The world felt small, as if its borders were closing in on her. It felt less impressive and beautiful, only a shell that she was forced to tread on each day, forced to endure. Would her life never be free of complications? Would her happiness never be assured?
Rose honestly thought it was different this time.
When she had become closer to Dominik, as the two of them had walked the slow, winding path of romance, Rose had seen light in her future instead of darkness.
Her heart had been full and light at once, uncontrollable, and yet so beholden to a single person.
But there was darkness now.
Every step she had taken to make the situation right, everything she had done to ensure the happiness and livelihood of the man she loved, had crumbled in one evening.
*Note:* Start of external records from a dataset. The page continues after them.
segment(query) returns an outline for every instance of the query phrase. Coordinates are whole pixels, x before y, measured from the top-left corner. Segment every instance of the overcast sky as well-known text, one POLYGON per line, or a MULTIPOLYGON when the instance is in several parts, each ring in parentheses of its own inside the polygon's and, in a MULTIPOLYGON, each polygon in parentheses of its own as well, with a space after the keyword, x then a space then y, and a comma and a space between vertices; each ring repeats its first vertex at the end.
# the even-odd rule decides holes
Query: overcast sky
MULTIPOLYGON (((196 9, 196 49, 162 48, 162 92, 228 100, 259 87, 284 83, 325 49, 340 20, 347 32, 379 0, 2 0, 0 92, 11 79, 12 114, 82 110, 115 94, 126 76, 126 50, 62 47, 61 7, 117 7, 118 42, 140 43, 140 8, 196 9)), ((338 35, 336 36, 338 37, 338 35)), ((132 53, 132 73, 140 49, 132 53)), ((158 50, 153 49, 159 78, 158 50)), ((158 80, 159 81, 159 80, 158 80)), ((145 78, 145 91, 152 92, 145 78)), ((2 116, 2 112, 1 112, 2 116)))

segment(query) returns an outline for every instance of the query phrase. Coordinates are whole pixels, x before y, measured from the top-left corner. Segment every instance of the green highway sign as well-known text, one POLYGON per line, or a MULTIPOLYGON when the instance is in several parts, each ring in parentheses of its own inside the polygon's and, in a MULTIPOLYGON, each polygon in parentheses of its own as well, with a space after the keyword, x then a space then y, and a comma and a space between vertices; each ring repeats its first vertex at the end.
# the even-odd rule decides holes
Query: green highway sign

It felt as if nothing she did would matter, the stars had aligned against her, and the only way to keep her dear husband free of the terror that followed her was to break him free of it.
“Perhaps you are right.”
It was all she could bring herself to say, the thickness of her throat and the stinging of her eyes haunting her every second.
“Of course, darling.” Horatia patted her hand. “We will be here for you as you have been there for us.”
It was strange to feel such remorse and sorrow when she was in the face of her mother as she admitted to Rose’s long work caring for her parents.
It should have been a joyful moment of vindication.
But Rose felt only pain, only the fear of what loomed ahead of her and the desperate need to get away from it.
That would not happen. Rose was well and thoroughly trapped.